Suriye’de devrim sürecinin başlamasının üzerinden tam 4 yıl geçti. Aslında bu sürecin baştaki hedefi devrim değil sadece biraz özgürlüklerin genişletilmesi ve daha insanca bir yönetimden başkası değildi. O yüzden gösterilerin ilk sloganları diğer Arap Baharı ülkelerinde olduğu gibi “düzenin düşmesi” değil, “düzenin ıslahı” nı talep ediyordu.
Esad ve rejimi için aslında işin bu aşamasında, sadece biraz basiretli davransa, bu gösterilerin sonuçlarını kolaylıkla daha büyük bir soruna dönüştürmeden atlatabilirlerdi.
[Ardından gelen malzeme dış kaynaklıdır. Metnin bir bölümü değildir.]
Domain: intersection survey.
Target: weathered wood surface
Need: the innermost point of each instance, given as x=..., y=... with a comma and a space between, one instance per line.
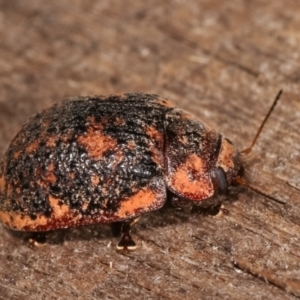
x=223, y=60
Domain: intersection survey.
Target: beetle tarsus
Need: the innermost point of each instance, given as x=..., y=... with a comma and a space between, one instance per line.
x=37, y=240
x=126, y=242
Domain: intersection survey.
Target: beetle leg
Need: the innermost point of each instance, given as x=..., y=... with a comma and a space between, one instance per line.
x=37, y=239
x=126, y=242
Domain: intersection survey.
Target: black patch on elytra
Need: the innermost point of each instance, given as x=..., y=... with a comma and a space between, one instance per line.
x=63, y=124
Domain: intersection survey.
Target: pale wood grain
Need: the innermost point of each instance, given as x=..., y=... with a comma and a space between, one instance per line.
x=224, y=61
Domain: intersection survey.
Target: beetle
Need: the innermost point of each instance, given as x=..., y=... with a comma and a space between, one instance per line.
x=106, y=159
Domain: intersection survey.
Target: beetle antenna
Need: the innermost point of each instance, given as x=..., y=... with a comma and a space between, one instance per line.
x=249, y=149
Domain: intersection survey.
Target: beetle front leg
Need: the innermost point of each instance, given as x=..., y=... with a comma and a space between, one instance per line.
x=126, y=242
Nihayetinde Arap Baharı'nda yaşanan devrim süreçlerine rağmen halkta Suriye’deki rejimi değiştirmeye dönük ısrarlı bir talep bile yoktu.
Ancak rejim bir anda Arap Baharı'nda yaşananların kendi ülkesinde de yaşanabileceğine dair bir korkuya kapıldı. Bu tehlikeyi gidermek için de aklına gelen en kolay yola saptı. Daha önce de gittiği ve belli bir sonuca ulaştığı yola bir daha saptı. Göstericilerin gözünü yıldırmak için ibreti alem olsun diye epeycesini katletti.
Davutoğlu’nun işaret ettiği bu alternatif akla çok mu zor gelebilecek bir alternatif? Hadi bölgede demokrasiden haz etmeyen bazı güçler için bu alternatif hemen kabul görmeyebilir. Ama ABD veya AB ülkeleri demokrasiyi neden Esad’a bir alternatif olarak düşünemiyorlar bir türlü?